Examining bonds, it appears we're approaching the doom-loop event horizon.
The US, Japan, and UK are all experiencing 30-year bond yields not seen in 10, 20, and even 30 years.
This is serious...especially with massive inflation on the way (and massive US rollover refundings this year).
US interest expense on public debt just crossed $1.27 trillion over the last 12 months.
It took 73 years to 109x that number from 1947 to 2019. It has more than doubled in the six years since.
The 30-year treasury just cleared 5% for the first time since 2007. Japan's 20-year bond hit its highest yield since 1997. This isn't an isolated move. This is a global repricing of sovereign debt risk happening in real time.
The doom loop is simple: higher rates mean higher interest expense, which means more borrowing, which means more supply, which pushes rates higher. At this pace, interest on the debt will surpass Social Security as the largest line item in the federal budget. The US government will spend more servicing past borrowing than on the retirement safety net for 70 million Americans.

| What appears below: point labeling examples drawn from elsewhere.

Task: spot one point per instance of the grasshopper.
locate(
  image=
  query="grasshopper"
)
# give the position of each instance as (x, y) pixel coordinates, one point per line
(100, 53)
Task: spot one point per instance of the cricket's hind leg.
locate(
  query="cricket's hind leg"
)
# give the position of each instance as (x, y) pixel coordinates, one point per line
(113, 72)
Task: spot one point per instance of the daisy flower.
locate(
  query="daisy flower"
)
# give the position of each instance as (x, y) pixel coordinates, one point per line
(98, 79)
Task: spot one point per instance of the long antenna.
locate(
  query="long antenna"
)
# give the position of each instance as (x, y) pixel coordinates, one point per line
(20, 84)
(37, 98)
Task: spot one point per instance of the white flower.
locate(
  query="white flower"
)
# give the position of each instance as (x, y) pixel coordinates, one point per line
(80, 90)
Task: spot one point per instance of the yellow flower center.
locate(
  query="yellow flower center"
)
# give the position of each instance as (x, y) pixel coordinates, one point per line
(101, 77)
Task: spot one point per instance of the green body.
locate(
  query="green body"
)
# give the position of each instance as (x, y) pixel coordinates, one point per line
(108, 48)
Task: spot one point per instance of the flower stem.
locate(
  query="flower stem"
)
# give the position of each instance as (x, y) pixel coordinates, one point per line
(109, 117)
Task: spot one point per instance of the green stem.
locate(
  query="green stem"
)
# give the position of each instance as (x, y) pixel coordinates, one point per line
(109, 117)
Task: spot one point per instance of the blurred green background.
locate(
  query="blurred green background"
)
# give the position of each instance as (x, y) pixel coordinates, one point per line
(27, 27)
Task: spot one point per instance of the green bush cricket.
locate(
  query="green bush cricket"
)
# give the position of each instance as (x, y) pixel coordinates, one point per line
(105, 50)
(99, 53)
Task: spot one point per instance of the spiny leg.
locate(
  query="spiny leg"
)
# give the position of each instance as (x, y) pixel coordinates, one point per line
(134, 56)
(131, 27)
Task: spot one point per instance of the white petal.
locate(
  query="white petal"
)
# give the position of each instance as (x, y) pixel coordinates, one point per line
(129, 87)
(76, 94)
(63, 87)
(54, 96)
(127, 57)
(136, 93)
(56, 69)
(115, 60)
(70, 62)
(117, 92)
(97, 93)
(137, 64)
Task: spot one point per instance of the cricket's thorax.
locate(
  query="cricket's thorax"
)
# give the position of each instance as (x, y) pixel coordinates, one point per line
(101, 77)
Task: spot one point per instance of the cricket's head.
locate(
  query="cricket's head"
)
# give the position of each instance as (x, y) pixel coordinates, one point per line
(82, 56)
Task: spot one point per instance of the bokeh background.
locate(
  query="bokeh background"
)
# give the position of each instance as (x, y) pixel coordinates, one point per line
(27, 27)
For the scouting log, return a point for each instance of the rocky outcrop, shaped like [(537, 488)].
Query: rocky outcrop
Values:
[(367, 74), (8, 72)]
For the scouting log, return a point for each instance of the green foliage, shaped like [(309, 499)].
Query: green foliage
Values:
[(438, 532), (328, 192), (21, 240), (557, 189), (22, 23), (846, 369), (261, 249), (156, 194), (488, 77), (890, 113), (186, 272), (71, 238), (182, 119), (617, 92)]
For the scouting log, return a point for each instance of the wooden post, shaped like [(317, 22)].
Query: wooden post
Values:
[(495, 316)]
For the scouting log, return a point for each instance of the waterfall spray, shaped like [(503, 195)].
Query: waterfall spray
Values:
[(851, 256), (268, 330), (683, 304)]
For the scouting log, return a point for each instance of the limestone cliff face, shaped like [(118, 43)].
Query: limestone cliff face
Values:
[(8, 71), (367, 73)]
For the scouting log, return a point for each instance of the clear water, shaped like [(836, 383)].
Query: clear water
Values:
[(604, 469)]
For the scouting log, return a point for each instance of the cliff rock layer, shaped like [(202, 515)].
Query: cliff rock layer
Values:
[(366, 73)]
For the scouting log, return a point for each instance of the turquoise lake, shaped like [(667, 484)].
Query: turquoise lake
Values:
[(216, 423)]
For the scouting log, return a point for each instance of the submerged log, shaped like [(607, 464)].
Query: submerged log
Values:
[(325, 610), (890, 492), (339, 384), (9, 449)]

Global money supply just crossed $121.9 trillion, up $17.1 trillion in two years, growing at 7-8% annually. Central banks are trapped between inflation that won't die and debt loads that require low rates to service. Cut rates and you pour gasoline on the inflation fire. Hold or hike and the interest expense spiral accelerates. There is no clean exit.
The inflation side is getting worse. Electricity prices up 50% in five years. PPI leading CPI higher. Data center construction at $50 billion annualized, up 437% since 2021, now exceeding office construction. The Informationist's CPI overlay tracks the 1970s pattern with a 0.93 correlation. April 2026 CPI sits at 3.78%, right at the inflection point where inflation re-accelerated before peaking near 14%. The Fed declared victory prematurely then, too.
Meanwhile the S&P 500 just set a record for the most components hitting new 52-week lows on a day the index poked above its prior all-time closing high. The six-week rally is the biggest since QE1, concentrated in a handful of AI and infrastructure names.
The index is a mask. Underneath it, the average company is deteriorating.